Financing activities typically make up the vast majority of financial institutions’ climate impact, with financed emissions often hundreds of times greater than operational emissions. TD stated that it chose to prioritize the Energy and Power Generation sectors as they are significant greenhouse gas (GHG) emitters, and also are positioned to be contributors to the transformation of the global energy supply towards low carbon sources.

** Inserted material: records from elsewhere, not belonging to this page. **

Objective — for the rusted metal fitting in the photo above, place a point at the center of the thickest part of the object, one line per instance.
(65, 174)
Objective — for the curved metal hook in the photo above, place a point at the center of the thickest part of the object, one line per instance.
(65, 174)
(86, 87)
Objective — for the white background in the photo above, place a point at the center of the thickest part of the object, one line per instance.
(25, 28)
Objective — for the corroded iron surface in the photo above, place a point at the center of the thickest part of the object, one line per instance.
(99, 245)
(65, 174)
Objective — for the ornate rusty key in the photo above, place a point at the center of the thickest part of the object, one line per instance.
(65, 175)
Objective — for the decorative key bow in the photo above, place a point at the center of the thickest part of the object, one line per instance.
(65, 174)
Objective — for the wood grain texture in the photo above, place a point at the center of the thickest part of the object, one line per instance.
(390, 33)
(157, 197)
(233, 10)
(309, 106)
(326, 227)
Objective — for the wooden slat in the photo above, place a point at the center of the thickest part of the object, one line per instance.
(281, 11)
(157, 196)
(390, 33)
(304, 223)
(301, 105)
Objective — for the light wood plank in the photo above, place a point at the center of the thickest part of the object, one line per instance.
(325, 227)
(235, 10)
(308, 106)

Norie Campbell, Group Head and General Counsel, TD, and Chair of the Bank’s ESG Senior Executive Forum, said:
“As one of the largest banks in North America, we can play a critical role in helping to create a more inclusive and sustainable future. This is core to our purpose as an organization and while not new to us, as we confront the pressing challenges presented by climate change, the importance of this work is amplified. Our interim Scope 3 targets represent a significant step forward, turning our commitments into action to support the ambitious climate goals we have set.”

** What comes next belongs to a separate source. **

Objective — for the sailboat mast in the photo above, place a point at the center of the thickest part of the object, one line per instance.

TD’s new goals include a reduction in 2030 emissions from its Energy portfolio, which includes clients involved in the exploration, transportation, and refining of oil and gas, as well as clients involved in thermal coal mining, and low carbon fuels and technologies, and a 58% reduction in financed emissions from client in the Power Generation sector.
The new interim goals form part of TD’s strategy to achieve net zero emissions across its operations and finance activities by 2050. TD launched its global climate action plan, including its net zero commitments in 2020, and the bank has joined several organizations focused on measuring and reducing financed emissions including the Partnership for Carbon Accounting Financials (PCAF), the Net Zero Banking Alliance (NZBA), and RMI’s Center for Climate-Aligned Finance.
Janice Farrell Jones, SVP, Sustainability and Corporate Citizenship, TD, said:
“We will make an impact and drive progress toward net zero, both in our own operations and by supporting our clients as they work to reduce their emissions. Contributing to a more sustainable future isn’t just the right thing to do, it’s the right foundation for future growth, for TD and for the broader economy—and tackling climate change is central to this. Our interim Scope 3 targets represent our next phase of progress in our Climate Action Plan.”
In its paper detailing its climate action plan, TD said that it intends to set targets for additional sectors, and that it expects to expand its target setting methodologies beyond its lending and capital markets financing activities, to cover additional business activities over time.
Riaz Ahmed, President and CEO, TD Securities, said:
“Across our businesses, TD is a trusted partner and advisor to our clients as they advance their transition plans. We’re focused on engaging with our clients to develop and implement holistic ideas and solutions that help them capture the opportunities of the low-carbon economy to help ensure they are well-positioned for the future.”